In this one photograph a glass walled room hovers over the lights of Los Angeles. Inside the house two women on couches that are precariously close to the glass edge. Their demeanor is non-chalant, the round chinese lantern type lights that hang inside the house seem to also hang outside of the house. The picture is a moment in time, nothing seems out of place but yet there is a transcendent quality that the stillness offers. Maybe it is the possibility that in structural order of design there can be a structured world. Shulman revisits the house and its owners and mentions that the shot was nothing more than a chance opportunity. The photo was just one of many different shots of the house taken that night. While Shulman is at the house he is asked about how he was able to create such an effective image. Dante Spinotti, cinematographer, creates a highly organized series of dolly shots around the same set up that Shulman had captured years before. The shots that Spinotti creates are evocative but yet do not fully capture what Shulman had photographed in nineteen sixty.

Shulman's charisma and passion for photographer continued his exploration into capturing architectural spaces on photograph, even up to his death in two thousand and nine. In one scene towards the end of the film Shulmans archive of photographs are donated to the Getty Museum.
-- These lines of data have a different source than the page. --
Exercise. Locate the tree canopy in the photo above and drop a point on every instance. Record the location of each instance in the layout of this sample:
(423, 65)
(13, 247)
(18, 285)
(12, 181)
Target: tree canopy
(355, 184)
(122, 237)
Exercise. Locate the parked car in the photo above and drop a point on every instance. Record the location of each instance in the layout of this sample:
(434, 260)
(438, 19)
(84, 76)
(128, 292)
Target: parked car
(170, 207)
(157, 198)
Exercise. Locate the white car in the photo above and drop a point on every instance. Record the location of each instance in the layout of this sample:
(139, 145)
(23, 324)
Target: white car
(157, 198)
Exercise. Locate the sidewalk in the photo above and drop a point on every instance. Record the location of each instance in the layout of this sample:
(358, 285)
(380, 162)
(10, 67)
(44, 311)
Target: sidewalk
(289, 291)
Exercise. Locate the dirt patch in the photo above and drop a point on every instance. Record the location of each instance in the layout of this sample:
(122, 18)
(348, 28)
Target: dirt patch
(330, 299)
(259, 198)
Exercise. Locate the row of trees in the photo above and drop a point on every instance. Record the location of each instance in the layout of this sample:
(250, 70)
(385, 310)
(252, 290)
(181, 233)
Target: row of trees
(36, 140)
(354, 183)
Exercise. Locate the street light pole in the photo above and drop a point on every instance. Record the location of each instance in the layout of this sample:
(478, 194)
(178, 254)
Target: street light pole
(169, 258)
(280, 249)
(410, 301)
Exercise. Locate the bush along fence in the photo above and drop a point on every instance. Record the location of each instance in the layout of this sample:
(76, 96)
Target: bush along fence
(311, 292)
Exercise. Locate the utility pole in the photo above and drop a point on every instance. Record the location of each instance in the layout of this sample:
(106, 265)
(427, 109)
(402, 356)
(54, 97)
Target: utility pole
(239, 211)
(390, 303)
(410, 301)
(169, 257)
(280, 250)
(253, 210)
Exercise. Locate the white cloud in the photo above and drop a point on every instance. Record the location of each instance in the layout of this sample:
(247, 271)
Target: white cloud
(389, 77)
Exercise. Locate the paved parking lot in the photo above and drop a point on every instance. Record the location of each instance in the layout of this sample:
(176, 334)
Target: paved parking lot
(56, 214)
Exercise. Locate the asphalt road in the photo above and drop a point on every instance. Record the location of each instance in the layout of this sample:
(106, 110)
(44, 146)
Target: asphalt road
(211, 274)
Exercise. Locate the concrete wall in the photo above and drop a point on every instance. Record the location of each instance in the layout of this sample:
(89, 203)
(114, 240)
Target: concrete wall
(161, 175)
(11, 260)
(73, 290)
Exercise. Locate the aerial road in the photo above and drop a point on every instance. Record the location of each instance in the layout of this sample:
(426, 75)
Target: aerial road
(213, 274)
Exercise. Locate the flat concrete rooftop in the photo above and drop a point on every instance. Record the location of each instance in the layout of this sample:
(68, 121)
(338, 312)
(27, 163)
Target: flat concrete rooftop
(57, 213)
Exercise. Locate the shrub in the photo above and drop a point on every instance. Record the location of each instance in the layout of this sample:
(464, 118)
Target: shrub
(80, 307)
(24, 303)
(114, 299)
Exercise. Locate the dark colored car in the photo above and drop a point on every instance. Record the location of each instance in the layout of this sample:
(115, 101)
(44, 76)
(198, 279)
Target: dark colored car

Shulman bears witness to giving over his collection of photo's, and knowing Shulman these are not your ordinary photo's. A treasure trove of beauty and the profound are continually being released even though Shulman has now passed away. Watching a film about photographing houses may not sound exciting but for anyone who has ever created something or has had the desire to create, the potential for beauty and connecting to others is always a possibility. We may never fully understand how it is that art can be such a moving force but maybe we can come to understand when we are still and take in the design that is around us.